There have also been high-level efforts to codify how humanitarian agencies should gather, use, and dispose of data — the most prominent being the Handbook on Data Protection in Humanitarian Action, which was put together by the International Committee of the Red Cross and the Brussels Privacy Hub in 2017 in the absence of global guidelines.
Among the many issues it addresses is one that is particularly fraught for international organizations: While they might have the capacity to shield their data, how can they partner with local organizations that may not have those same protections?
“This is really pertinent,” Massimo Marelli, who heads ICRC’s data protection office and co-edited the handbook, told Devex. “What do you do in places where there are no [legal] regimes?” For ICRC, it means running regular risk assessments about what might happen to data that is shared. “You need to dissect and understand exactly what’s happening and what that means in terms of entities that might have access to it … [to make] a properly informed, risk-taking decision,” he said.
At the same time, many local organizations are working to shore up their protections. In the wake of the raids in Uganda, Mukasa’s organization has been working with NGOs on strategies to better protect themselves in such an event. That includes thinking about ways to conceal servers, and keeping regular backups of all crucial information.
“Even when we advocate for data protection laws, we need to have safeguards internally before we get to the level of the law,” she said. While this can be time intensive and expensive, it is not something that organizations can afford to ignore — especially when they are working with sensitive information, she said. There are also critical questions to address about what data is being collected, whether it is necessary, and if it is being destroyed when no longer needed.

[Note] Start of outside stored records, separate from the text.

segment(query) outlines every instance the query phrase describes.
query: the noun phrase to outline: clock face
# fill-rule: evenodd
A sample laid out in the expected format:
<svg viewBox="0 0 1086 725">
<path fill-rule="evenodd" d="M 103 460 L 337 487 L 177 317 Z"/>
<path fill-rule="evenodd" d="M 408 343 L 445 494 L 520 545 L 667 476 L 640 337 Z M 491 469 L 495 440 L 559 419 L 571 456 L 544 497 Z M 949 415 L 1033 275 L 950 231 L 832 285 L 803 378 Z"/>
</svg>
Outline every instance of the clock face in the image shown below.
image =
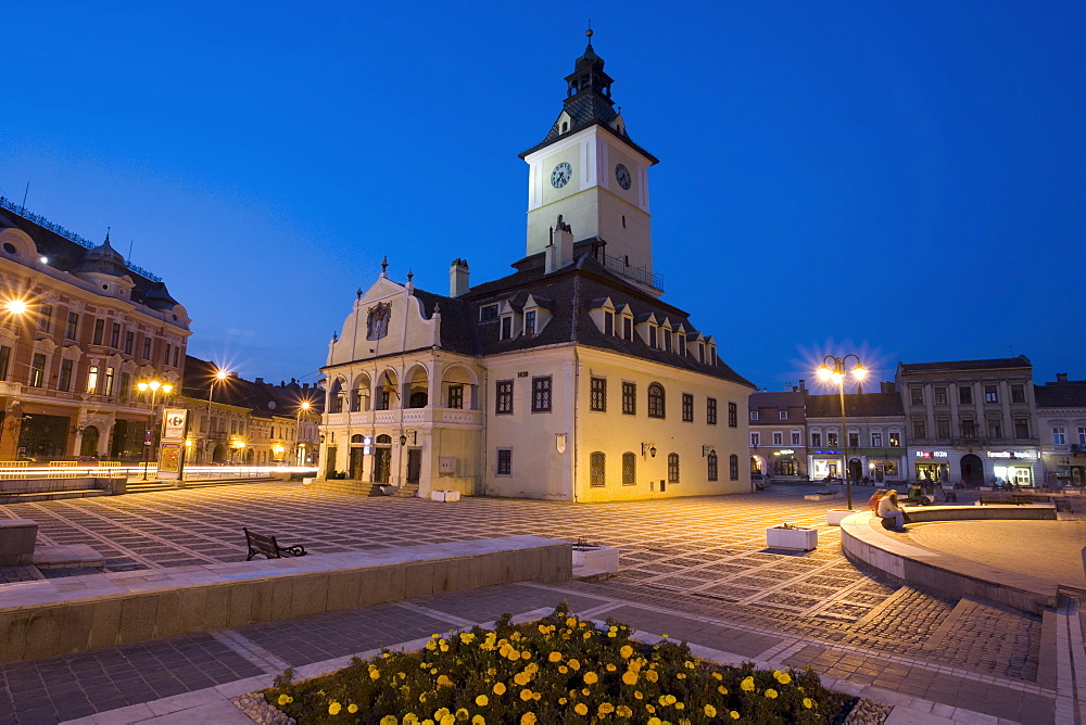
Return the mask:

Experts said that events like those in Uganda are ratcheting up the pressure on governments to ratify the Malabo Convention and to implement data protection laws. Much of this, Mukasa said, is consumer driven as governments begin to collect more and more data about their citizens through activities such as biometric voting and registration of SIM cards, encouraging people to push for additional protections on how their data is used.
Increasingly strict European laws are also having an impact on the situation in Africa. “Those African countries — mainly in the northern region — working with EU companies or [that] are processing EU citizens’ data will certainly have to comply with the GDPR,” Yedaly said. “This will require from them extra efforts in terms of policy and procedure, as well as infrastructure.”
To guide that process, the AU Commission has released guidelines to help countries draft policies in line with the various regulations, including the Malabo Convention.
And Purdon said humanitarian and civil society groups also have a role to play. “They’re signaling that this is an issue that they’re interested in and want to know more about,” she said. “They hold an awful lot of data, and it’s important that they are setting the example of handling and processing it and storing it correctly and not sharing it with people they shouldn’t be.”